17.4.12

Bissau: a falência do Estado

Compulsando os actuais sinais que nos chegam da Guiné-Bissau, tudo aponta para que a frágil situação de paz que se vive possa estar novamente em risco. Aliás, é curioso que o maior desses sinais, sintomaticamente, se prenda ultimamente com a reiterada insistência do Presidente da República com pedidos expressos, dirigidos às instâncias internacionais, no sentido de se dotar o país de um serviço especializado em matéria de prevenção e mediação de conflitos.
Porém, a secundar estes sinais, que só aparentemente se afiguram como novos e/ou recentes, repousa incólume o sui generis sistema político implantado de algum tempo a esta parte e que, como tal, assenta os seus pilares no que poderíamos designar por compromisso tácito de silêncio entre os vários poderes em presença, destacando-se, entre estes, os existentes por um lado entre os diversos titulares dos órgão de soberania e, por outro, entre estes e os militares e ainda os barões do narcotráfico e os gurus da agiotagem e da corrupção.
É evidente que a permanente retro alimentação deste inenarrável e imoral esquema de compromisso de silêncio é feita (foi sempre feita) a partir das esferas e dos recursos do Estado, no qual, também, através de um complexo labirinto de cumplicidades se processam as nomeações de conveniência, encarregando-se depois os diversos representantes dos interesses instalados, normalmente os da estrutura intermédia do aparelho do Estado, de dar vazão às tarefas de prospecção e redistribuição de avultadas transacções em numerário e em benesses, mesmo que para isso tenham que deitar mãos ao erário público e a outros expedientes menos ortodoxos, como vem acontecendo ultimamente com o narcotráfico.

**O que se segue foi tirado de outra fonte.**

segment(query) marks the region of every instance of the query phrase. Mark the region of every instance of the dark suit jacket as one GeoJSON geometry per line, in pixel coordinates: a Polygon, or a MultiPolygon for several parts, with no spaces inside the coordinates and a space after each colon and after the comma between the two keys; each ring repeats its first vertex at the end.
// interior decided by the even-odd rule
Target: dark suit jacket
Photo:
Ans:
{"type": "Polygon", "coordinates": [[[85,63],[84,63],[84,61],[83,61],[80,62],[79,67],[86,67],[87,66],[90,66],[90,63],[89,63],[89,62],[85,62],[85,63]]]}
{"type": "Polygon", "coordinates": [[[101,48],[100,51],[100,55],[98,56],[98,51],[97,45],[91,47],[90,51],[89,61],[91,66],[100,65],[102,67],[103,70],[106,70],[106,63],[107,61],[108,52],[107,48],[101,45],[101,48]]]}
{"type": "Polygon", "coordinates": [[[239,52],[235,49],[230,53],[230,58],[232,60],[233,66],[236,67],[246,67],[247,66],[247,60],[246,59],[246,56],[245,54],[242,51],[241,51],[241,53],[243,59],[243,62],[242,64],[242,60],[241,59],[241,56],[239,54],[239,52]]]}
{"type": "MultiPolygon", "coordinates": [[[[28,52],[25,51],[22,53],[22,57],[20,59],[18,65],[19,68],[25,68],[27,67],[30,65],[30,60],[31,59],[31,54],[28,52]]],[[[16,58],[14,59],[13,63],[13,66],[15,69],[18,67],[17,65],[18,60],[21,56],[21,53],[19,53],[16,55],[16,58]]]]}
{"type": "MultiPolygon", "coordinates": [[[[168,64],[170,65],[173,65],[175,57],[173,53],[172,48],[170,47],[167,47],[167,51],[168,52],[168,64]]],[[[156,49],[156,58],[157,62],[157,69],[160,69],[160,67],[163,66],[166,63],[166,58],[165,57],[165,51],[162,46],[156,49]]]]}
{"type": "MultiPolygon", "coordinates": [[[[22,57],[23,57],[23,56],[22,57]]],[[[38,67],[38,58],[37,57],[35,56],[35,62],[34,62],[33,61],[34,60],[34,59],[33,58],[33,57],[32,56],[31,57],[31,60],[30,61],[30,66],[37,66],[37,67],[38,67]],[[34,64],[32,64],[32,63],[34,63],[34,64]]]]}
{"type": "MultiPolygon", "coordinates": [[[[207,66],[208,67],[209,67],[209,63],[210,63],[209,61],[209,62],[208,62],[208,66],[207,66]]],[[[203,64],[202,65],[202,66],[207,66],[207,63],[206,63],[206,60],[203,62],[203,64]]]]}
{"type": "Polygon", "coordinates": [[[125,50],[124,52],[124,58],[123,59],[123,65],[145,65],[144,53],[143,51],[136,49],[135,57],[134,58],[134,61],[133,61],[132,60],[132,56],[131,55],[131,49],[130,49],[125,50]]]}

Com efeito, enquanto que em surdina decorrem rixas entre os grupos rivais que se digladiam pelo controlo do narcotráfico e das esferas de decisão política e jurídica, o já deteriorado nível de vida das populações está neste momento a atingir os limites do insuportável, concorrendo, uma e outra situação, directa ou indirectamente, para que na presente conjuntura económica e social o Estado só possa dar mostras de uma quase ou total falência técnica, agravado o emsmo do facto de a comunidade internacional mostrar-se fortemente relutante em financiar projectos de credibilidade duvidosa, aliás, factores que, cumulativamente - para lá dos intermitentes proventos do narcotráfico -, possam estar (estão mesmo!) a afectar o equilíbrio do esquema de que se alimentam as máfias locais, de resto, a braços com a escassez de recursos ffinanceiros fáceis e, por isso memo, indispensáveis ao serenar dos ânimos nas hostes do ciclo vicioso do sistema.
Neste momento, a situação de corda tensa é tal entre os políticos titulares dos diferentes órgãos de soberania e entre estes e os militares e ainda os diferentes grupos de pressão (agora transmudados em máfias diversas), a ponto de supor-se, logicamente, que o jogo de cintura prevalecente - a que inexplicável e curiosamente a comunidade internacional assiste impávida e serena - rpossa a curto-médio prazos revelar-se insuficiente e retardatária (mais uma vez) para evitar a implosão de um sistema/esquema no qual rareiam interlocutores válidos, justamente porque as elites várias não resistiram ao actual estado de coisas e, como maior ou menor razão, demitiram-se simplesmente do seu tradicional papel social ou a isso foram forçados.
Sendo muito difícil combater o actual sistema implantado e com o agravante do ser o os barões do narcotráfico e as diversas máfias quem influenciam a agenda política, económica e social do país, com todos refém de tudos, uns e outros à perna de todos nas esferas de decisão política, o Estado da Guiné-Bissau revelou-se e revela-se em toda a linha impotente para se impôr numa atmosfera assaz deletéria, pelo que a implosão referida, apesar de indesejada, é apenas uma bomba retardada, se nada for feito.
Espero, no entanto, estar redondamente enganado, pois a Guiné e os guineenses merecem mais e melhor!